The problem with your phrase is that the vote in a tactical vote in a plurality race may also depend on identifying the leading candidates in a plurality race, the leading candidates may be different under different rules and the information may not be avialable on how others might vote in a plurality race. For those who wish to vote in a way which is unlikely to affect the result, tactical voting advice is unnecessary, and I think the current text makes reasonable sense - the leading candidate obviously means in an approval measure. --Henrygb 23:16, 26 Jun 2004 (UTC)
Hmmm... my first assumption was "leading candidate" meant leading in a single-vote count since it is pretty much meaningless to poll voters with approval votes in a poll. Approval polling is too strongly open to manipulation, even unorganized manipulation - individuals playing around for fun or profit. I accept the same argument exists with single-vote counts, but people still want their true favorite to poll well and are less likely to play unless they really have no preference. --Tom Ruen 05:37, Jun 27, 2004 (UTC)

My question is why approval voting is single winner only. Is it called something else when the top n candidates are elected? --Henrygb 23:16, 26 Jun 2004 (UTC)

Approval certainly could be used for multiwinner elections and doesn't have or need any different name. In practice there's less reason to need it. The "standard" multiwinner election method is called Plurality-at-large or Bloc-voting which allows as many votes as candidates. It's less often people would want to "overvote" with multiple winners except as a defensive vote against one or more most disliked candidates. A more likely vote in plurality-at-large is voting for less candidates than winners because you don't want your lower choices to defeat higher ones.
Actually multiwinner Approval elections are an attractive idea - but only when candidates are truly evaluated independently - that is if the number of winners can be variable and the approval rating needed is fixed before the election.
For example a great application would be a poll for which ALL candidates with more than 15% approval are included in a presidential debate. That's a very valid poll since you know the more you vote for the more winners there will be and your vote for a second favorite CAN'T hurt the chances of winning for a first favorite. --Tom Ruen 05:37, Jun 27, 2004 (UTC)
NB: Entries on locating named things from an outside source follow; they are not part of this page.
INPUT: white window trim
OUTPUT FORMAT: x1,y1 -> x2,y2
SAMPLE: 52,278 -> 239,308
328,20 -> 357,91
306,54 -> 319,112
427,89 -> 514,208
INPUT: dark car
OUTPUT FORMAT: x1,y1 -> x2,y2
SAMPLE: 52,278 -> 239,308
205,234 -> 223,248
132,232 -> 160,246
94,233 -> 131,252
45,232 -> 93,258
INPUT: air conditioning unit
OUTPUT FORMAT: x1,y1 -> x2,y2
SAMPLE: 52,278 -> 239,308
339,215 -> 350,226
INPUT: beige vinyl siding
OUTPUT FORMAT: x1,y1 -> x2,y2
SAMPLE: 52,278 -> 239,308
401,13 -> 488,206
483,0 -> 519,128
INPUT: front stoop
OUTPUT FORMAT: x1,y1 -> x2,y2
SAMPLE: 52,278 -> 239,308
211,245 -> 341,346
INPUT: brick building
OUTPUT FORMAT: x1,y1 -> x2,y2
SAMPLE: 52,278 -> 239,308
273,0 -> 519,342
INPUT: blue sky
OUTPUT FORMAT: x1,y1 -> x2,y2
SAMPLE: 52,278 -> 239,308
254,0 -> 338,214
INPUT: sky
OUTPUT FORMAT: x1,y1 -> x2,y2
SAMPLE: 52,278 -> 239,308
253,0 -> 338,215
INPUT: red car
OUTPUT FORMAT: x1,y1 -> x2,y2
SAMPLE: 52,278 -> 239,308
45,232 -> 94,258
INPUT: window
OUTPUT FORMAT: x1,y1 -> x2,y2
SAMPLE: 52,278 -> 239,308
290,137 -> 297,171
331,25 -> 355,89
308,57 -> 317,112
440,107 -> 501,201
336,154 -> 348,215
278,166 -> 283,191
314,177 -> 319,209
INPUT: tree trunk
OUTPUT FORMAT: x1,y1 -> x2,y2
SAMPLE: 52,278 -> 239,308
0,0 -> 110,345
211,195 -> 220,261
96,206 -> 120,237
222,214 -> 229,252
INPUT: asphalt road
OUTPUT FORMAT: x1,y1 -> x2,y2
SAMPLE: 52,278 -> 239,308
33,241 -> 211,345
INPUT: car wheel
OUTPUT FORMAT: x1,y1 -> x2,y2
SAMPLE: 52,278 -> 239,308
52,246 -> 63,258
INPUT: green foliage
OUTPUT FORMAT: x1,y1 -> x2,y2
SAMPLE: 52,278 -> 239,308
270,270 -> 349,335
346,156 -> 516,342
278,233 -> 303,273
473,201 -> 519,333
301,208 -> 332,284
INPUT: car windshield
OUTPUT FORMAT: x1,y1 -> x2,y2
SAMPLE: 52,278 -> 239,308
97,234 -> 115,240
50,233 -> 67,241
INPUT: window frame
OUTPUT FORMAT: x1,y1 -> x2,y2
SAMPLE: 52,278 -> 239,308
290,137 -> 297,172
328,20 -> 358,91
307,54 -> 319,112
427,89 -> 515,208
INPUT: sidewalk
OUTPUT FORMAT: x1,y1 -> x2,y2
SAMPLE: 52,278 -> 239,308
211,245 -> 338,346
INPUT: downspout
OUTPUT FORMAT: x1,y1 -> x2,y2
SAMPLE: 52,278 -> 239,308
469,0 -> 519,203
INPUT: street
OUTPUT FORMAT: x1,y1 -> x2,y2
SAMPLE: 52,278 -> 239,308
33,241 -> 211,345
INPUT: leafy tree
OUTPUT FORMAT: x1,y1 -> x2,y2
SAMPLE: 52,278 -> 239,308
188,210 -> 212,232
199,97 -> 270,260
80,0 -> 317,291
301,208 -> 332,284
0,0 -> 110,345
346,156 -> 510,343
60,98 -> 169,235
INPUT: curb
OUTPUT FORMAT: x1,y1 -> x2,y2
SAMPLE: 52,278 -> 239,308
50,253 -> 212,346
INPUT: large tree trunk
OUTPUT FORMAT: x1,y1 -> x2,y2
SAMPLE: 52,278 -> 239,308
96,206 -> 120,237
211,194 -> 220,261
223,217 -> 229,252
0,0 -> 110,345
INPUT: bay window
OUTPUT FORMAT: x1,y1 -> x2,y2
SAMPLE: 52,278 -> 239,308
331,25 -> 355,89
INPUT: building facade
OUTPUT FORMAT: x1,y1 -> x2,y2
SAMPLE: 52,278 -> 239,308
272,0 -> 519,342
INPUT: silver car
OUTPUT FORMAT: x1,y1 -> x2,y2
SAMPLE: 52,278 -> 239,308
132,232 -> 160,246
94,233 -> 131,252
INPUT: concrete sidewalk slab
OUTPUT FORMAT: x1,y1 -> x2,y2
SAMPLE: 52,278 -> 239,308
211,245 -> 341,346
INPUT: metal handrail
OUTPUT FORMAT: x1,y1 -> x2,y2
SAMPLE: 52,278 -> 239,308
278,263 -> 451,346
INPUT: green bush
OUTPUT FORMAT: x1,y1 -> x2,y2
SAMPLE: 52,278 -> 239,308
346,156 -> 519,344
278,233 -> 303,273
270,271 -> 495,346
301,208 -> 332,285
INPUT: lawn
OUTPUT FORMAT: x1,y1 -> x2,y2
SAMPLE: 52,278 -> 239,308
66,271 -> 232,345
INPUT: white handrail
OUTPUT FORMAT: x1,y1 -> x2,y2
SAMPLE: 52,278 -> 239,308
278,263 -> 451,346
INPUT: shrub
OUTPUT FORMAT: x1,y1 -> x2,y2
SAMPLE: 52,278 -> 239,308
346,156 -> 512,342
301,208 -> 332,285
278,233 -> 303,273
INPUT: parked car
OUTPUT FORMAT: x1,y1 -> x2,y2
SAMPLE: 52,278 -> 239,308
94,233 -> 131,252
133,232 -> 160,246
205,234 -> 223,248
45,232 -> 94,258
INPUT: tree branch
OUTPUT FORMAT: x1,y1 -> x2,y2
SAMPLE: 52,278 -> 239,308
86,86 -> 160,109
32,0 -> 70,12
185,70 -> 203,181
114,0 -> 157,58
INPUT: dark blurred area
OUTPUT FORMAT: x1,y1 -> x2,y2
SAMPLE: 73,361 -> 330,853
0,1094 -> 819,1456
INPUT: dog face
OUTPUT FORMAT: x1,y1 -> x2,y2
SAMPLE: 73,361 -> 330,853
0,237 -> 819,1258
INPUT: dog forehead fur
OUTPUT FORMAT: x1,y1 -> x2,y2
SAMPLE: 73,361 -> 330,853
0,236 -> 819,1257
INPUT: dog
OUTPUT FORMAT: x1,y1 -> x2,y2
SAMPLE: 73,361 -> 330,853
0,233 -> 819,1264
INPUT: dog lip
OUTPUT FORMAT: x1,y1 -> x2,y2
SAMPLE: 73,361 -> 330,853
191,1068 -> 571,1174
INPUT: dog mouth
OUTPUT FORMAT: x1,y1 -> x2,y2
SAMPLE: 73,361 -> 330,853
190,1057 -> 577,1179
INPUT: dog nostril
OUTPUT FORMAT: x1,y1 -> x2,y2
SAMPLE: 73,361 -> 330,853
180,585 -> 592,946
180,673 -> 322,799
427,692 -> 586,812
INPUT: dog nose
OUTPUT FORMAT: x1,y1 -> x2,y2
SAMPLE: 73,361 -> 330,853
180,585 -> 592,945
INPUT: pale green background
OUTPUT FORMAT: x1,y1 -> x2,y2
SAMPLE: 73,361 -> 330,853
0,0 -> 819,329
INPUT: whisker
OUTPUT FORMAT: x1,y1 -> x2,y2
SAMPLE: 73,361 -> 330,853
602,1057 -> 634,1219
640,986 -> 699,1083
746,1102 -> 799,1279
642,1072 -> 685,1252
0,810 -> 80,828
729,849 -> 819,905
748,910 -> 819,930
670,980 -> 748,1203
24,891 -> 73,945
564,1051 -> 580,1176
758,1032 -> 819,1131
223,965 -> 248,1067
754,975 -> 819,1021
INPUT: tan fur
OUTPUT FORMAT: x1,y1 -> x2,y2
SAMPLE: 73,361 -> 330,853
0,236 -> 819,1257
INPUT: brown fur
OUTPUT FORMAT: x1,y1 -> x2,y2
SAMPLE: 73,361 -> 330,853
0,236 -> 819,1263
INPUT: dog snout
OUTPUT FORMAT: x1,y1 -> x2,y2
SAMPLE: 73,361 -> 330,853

Approval Voting and the Florida 2000 Butterfly Ballot.

Some thoughts:

  • If Approval Voting had been in force in Florida 2000, then the mistakenly double marked ballots (for Gore and Buchanan) would still have counted. No votes would have been voided. Gore would have got all his genuine votes, while Buchanan was so far behind it would not have mattered it he got some bonus or unintended approval votes.
  • Does Approval Voting comply with "one man one vote"? Yes it does, because any Buchanan votes do not really matter because he was so far behind, and Gore only ever recieves "one useful vote per voter".
  • Has Approval Voting ever actually been used anywhere?
  • The biggest disadvantage of Approval Voting may be that it distorts the election statistics - the total number of votes may appear to add up to more than 100%. Something would need to be done to "normalise" the results.
  • If 999 Nader voters had approved of Gore, Gore would have beaten Bush.
  • If 999 Buchanan voters has approved of Bush, Bush would still have won.
  • Note that there were 3rd Party candidates spoiling things on both sides.